SI151: Optimization and Machine Learning

Yuanming Shi, ShanghaiTech University, Spring 2018

Description

This course provides a broad introduction to machine learning, statistical learning and deep learning, with particular emphasis on learning models, optimization algorithms and statistical analysis.

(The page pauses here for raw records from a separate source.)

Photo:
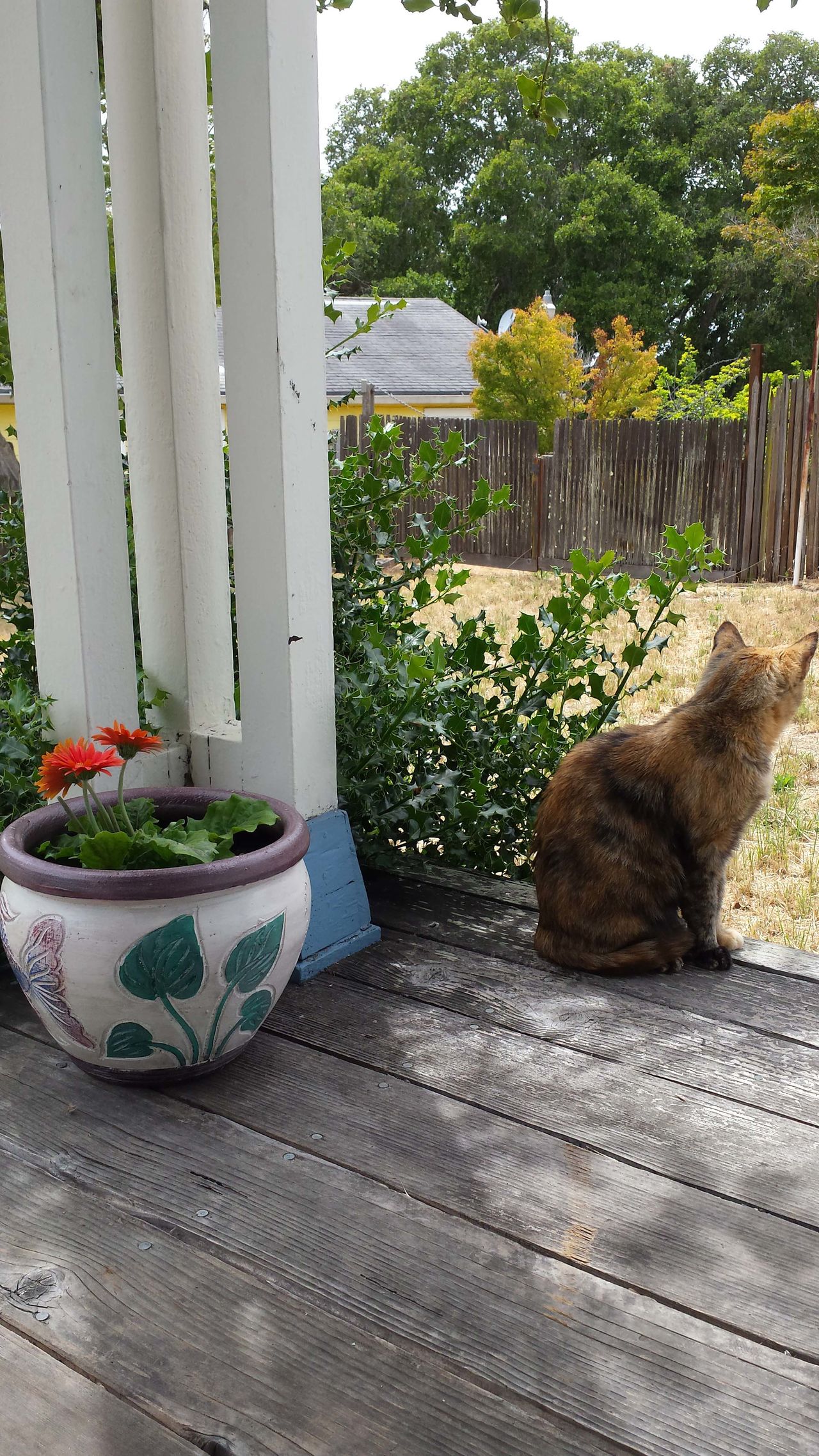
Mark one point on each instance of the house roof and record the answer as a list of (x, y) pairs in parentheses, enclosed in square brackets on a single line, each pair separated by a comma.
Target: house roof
[(418, 351)]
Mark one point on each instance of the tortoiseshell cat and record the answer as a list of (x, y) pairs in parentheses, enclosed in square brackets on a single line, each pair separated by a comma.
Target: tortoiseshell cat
[(636, 827)]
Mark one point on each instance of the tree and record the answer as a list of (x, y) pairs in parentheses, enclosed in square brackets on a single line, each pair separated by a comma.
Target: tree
[(621, 213), (783, 207), (623, 379), (694, 393), (532, 372)]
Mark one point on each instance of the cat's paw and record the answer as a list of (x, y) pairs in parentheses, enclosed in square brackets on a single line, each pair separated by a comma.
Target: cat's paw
[(672, 966), (713, 957), (729, 940)]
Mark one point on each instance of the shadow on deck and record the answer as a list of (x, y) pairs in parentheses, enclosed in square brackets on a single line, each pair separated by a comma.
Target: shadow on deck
[(449, 1203)]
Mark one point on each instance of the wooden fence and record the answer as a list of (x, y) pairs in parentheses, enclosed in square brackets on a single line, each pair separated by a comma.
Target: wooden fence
[(617, 482), (777, 423), (506, 453)]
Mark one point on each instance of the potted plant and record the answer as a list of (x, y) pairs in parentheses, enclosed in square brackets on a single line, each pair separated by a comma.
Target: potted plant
[(150, 932)]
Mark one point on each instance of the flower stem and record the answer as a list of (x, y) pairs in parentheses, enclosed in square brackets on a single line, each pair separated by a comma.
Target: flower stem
[(106, 814), (188, 1030), (70, 814), (122, 795), (165, 1046), (214, 1024), (90, 811)]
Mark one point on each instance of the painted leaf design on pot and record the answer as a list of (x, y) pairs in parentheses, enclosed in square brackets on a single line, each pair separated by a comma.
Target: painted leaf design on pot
[(166, 961), (254, 1011), (129, 1040), (254, 956)]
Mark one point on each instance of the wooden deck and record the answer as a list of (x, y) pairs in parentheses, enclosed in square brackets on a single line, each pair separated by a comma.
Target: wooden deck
[(448, 1205)]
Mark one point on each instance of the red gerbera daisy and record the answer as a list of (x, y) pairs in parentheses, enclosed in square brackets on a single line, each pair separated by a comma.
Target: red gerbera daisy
[(129, 741), (72, 763)]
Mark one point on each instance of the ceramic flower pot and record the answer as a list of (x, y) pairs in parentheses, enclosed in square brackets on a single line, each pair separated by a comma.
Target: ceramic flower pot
[(155, 976)]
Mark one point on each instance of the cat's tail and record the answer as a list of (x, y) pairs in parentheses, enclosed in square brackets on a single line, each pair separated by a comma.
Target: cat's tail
[(656, 953)]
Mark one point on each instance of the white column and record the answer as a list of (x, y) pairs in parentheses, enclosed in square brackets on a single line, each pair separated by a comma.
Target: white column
[(158, 138), (269, 180), (59, 294)]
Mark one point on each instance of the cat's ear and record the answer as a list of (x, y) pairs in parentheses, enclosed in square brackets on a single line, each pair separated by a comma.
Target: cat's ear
[(800, 656), (726, 637)]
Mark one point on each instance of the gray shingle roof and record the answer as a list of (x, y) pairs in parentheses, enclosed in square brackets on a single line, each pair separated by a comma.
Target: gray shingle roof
[(420, 350)]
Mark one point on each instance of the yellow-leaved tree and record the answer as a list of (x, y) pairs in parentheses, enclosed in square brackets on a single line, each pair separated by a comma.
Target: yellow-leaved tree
[(534, 372), (626, 373)]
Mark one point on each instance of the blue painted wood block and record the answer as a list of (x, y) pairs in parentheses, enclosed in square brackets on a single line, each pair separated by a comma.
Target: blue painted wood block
[(340, 921)]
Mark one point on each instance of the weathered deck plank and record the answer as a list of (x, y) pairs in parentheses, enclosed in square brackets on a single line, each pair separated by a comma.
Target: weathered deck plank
[(493, 890), (591, 1014), (455, 1201), (559, 1338), (47, 1409), (691, 1136), (222, 1353), (764, 996), (728, 1263)]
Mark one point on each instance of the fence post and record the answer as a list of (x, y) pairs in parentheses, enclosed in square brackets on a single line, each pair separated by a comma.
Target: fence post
[(368, 405), (806, 459), (748, 503), (59, 292)]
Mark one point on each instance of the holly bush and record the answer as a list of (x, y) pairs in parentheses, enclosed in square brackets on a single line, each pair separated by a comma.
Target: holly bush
[(447, 739)]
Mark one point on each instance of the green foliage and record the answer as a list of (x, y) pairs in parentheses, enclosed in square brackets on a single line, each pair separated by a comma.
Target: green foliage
[(337, 257), (134, 839), (623, 379), (447, 740), (538, 101), (24, 727), (620, 214), (783, 209), (696, 395), (532, 372)]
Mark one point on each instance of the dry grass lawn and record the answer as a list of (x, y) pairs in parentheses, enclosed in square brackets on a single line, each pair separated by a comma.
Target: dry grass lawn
[(774, 878)]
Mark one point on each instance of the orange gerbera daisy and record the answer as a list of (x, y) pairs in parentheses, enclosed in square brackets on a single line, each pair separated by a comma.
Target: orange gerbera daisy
[(72, 763), (129, 741)]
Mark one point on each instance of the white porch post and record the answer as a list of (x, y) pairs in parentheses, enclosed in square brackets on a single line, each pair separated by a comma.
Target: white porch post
[(162, 229), (59, 294), (269, 187), (267, 154)]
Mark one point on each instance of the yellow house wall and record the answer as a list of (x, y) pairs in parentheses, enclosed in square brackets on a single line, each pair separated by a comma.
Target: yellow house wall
[(334, 414)]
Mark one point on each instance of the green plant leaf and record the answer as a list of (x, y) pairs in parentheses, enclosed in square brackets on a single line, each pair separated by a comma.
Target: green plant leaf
[(235, 816), (104, 851), (129, 1040), (166, 961), (158, 851), (633, 654), (254, 956), (254, 1011)]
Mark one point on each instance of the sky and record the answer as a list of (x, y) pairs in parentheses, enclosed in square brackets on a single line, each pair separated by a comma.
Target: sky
[(376, 43)]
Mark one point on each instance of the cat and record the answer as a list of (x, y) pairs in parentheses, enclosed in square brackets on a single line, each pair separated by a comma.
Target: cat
[(637, 825)]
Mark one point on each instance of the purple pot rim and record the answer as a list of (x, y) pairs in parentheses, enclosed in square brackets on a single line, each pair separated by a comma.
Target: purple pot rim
[(75, 883)]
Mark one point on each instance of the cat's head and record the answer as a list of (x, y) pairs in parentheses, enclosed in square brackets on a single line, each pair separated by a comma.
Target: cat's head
[(764, 683)]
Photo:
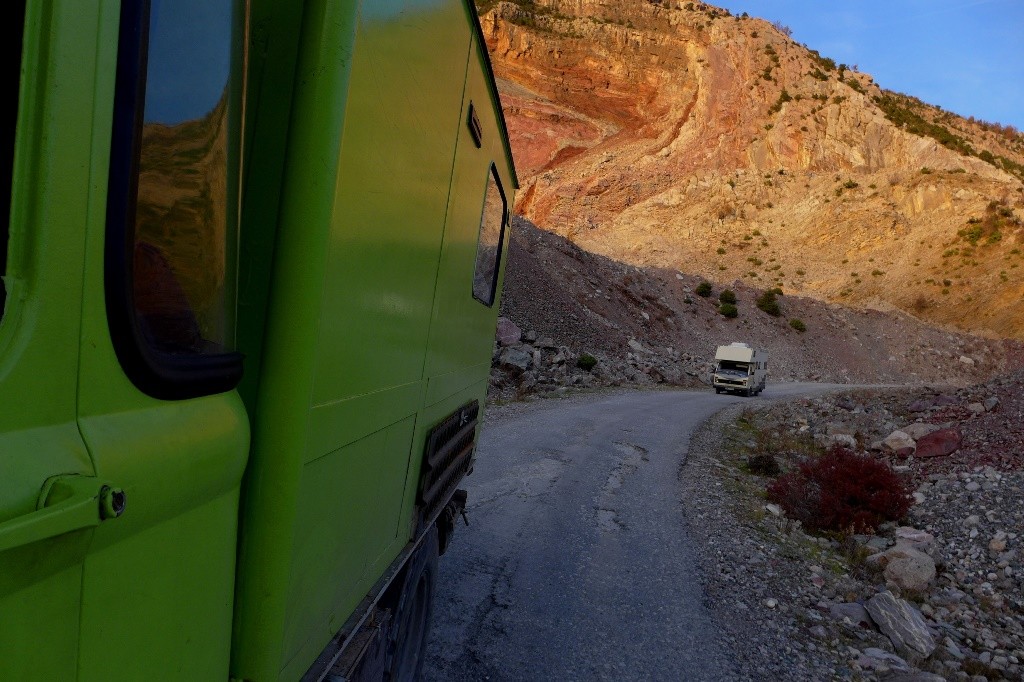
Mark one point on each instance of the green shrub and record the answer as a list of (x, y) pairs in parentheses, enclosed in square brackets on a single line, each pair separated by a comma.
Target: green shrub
[(763, 465), (769, 304)]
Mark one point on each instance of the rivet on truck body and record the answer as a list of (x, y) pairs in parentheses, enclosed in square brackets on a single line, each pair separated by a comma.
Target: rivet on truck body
[(112, 502)]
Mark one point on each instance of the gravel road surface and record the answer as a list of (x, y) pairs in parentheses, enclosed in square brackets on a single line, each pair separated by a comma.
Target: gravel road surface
[(576, 564)]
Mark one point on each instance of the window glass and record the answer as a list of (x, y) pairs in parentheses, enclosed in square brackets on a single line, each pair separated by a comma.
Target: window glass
[(184, 224), (13, 29), (488, 245)]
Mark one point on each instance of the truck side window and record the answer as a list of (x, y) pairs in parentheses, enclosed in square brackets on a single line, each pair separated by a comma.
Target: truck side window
[(488, 245), (173, 197), (14, 30)]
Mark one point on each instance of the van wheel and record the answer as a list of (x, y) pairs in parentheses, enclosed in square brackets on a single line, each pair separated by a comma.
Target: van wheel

Topics include: supervised learning (e.g., generative learning, parametric and nonparametric learning, regression, classification, support vector machines, neural networks); unsupervised learning (e.g., clustering, dimensionality reduction, kernel methods, density estimation); statistical learning theory (bias and variance tradeoffs; VC theory; large margins). This course will also introduce optimization methods (e.g., gradient methods, proximal methods, quasi-Newton methods, stochastic and randomized algorithms) that are suitable for large-scale problems arising in machine learning applications.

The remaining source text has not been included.